If `|z_1=1,|z_2|=2,|z_3|=3 and |z_1+z_2+z_3|=1, then |9z_1z_2+4z_3z_1+z_2z_3|` is equal to

To solve the problem step by step, we need to find the value of \( |9z_1z_2 + 4z_3z_1 + z_2z_3| \) given the conditions \( |z_1| = 1 \), \( |z_2| = 2 \), \( |z_3| = 3 \), and \( |z_1 + z_2 + z_3| = 1 \). ### Step 1: Factor out the common terms We can factor out \( z_1 z_2 z_3 \) from the expression: \[ |9z_1z_2 + 4z_3z_1 + z_2z_3| = |z_1 z_2 z_3| \cdot |9/z_3 + 4/z_2 + 1/z_1| \] ### Step 2: Calculate the modulus of \( z_1 z_2 z_3 \) Using the properties of modulus: \[ |z_1 z_2 z_3| = |z_1| \cdot |z_2| \cdot |z_3| = 1 \cdot 2 \cdot 3 = 6 \] ### Step 3: Evaluate \( |9/z_3 + 4/z_2 + 1/z_1| \) Now we need to evaluate the term \( |9/z_3 + 4/z_2 + 1/z_1| \).
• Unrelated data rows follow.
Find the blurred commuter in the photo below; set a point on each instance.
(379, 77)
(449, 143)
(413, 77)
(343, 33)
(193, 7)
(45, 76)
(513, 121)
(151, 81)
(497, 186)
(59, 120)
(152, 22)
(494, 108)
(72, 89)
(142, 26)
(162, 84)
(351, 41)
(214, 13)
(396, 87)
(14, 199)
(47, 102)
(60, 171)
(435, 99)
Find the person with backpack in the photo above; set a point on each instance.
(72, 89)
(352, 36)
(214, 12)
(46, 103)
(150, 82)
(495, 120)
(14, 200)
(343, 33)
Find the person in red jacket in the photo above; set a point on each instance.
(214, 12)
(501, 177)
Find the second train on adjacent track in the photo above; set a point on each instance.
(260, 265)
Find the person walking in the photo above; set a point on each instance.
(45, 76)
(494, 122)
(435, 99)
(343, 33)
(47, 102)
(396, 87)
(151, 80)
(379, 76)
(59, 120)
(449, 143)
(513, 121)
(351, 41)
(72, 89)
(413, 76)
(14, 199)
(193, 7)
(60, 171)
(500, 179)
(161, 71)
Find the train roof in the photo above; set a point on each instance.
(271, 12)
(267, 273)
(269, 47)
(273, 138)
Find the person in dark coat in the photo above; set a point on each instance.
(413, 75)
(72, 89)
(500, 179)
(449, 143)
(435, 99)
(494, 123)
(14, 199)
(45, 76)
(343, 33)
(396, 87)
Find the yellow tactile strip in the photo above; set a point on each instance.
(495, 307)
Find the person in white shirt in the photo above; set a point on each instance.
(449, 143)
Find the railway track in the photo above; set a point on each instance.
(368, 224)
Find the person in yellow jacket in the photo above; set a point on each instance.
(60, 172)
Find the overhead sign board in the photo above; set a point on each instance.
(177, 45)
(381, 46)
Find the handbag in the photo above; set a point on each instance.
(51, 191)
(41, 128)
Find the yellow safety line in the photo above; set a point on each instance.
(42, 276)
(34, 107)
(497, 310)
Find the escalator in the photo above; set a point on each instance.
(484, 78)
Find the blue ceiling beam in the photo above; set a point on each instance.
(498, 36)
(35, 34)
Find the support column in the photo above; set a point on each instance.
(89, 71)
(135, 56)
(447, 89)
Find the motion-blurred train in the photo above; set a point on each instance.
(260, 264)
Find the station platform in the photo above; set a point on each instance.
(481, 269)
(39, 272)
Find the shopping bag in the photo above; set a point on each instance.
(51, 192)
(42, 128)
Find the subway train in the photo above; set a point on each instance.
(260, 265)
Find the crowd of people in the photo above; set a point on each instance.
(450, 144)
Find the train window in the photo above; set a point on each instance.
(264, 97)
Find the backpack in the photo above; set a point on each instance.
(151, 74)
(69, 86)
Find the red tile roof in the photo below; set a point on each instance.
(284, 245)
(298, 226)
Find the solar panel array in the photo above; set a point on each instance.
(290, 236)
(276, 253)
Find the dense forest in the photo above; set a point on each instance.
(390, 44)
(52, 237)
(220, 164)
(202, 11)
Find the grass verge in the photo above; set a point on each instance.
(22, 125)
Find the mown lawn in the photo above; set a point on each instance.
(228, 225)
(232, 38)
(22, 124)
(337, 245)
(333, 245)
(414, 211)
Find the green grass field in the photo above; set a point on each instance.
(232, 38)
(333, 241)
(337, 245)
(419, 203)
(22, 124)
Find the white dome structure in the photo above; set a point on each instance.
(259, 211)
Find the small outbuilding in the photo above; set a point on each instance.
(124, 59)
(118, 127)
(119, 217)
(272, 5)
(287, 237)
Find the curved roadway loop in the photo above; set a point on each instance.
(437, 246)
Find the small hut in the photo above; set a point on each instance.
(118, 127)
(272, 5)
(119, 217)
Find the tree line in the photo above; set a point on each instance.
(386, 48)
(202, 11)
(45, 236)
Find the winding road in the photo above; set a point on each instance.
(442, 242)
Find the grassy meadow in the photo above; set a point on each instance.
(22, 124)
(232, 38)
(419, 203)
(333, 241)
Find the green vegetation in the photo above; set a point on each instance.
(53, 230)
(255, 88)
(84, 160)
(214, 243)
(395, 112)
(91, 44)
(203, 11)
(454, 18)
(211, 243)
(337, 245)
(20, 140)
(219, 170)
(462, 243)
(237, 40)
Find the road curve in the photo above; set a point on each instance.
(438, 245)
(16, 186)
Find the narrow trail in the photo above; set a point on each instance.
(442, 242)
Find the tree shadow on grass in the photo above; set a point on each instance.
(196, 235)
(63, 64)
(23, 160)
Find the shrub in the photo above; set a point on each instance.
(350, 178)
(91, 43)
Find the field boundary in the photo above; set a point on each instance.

We will rewrite each term using the conjugates: \[ \frac{9}{z_3} = \frac{9 \cdot \overline{z_3}}{|z_3|^2}, \quad \frac{4}{z_2} = \frac{4 \cdot \overline{z_2}}{|z_2|^2}, \quad \frac{1}{z_1} = \frac{1 \cdot \overline{z_1}}{|z_1|^2} \] Substituting the moduli: \[ |9/z_3 + 4/z_2 + 1/z_1| = \left| \frac{9 \cdot \overline{z_3}}{9} + \frac{4 \cdot \overline{z_2}}{4} + \frac{\overline{z_1}}{1} \right| = |\overline{z_3} + \overline{z_2} + \overline{z_1}| \] ### Step 4: Use the property of conjugates Using the property of conjugates: \[ |\overline{z_1} + \overline{z_2} + \overline{z_3}| = |z_1 + z_2 + z_3| \] Given \( |z_1 + z_2 + z_3| = 1 \), we have: \[ |\overline{z_1} + \overline{z_2} + \overline{z_3}| = 1 \] ### Step 5: Combine the results Now we can combine our results: \[ |9z_1z_2 + 4z_3z_1 + z_2z_3| = |z_1 z_2 z_3| \cdot |9/z_3 + 4/z_2 + 1/z_1| = 6 \cdot 1 = 6 \] ### Final Answer Thus, the value of \( |9z_1z_2 + 4z_3z_1 + z_2z_3| \) is \( \boxed{6} \).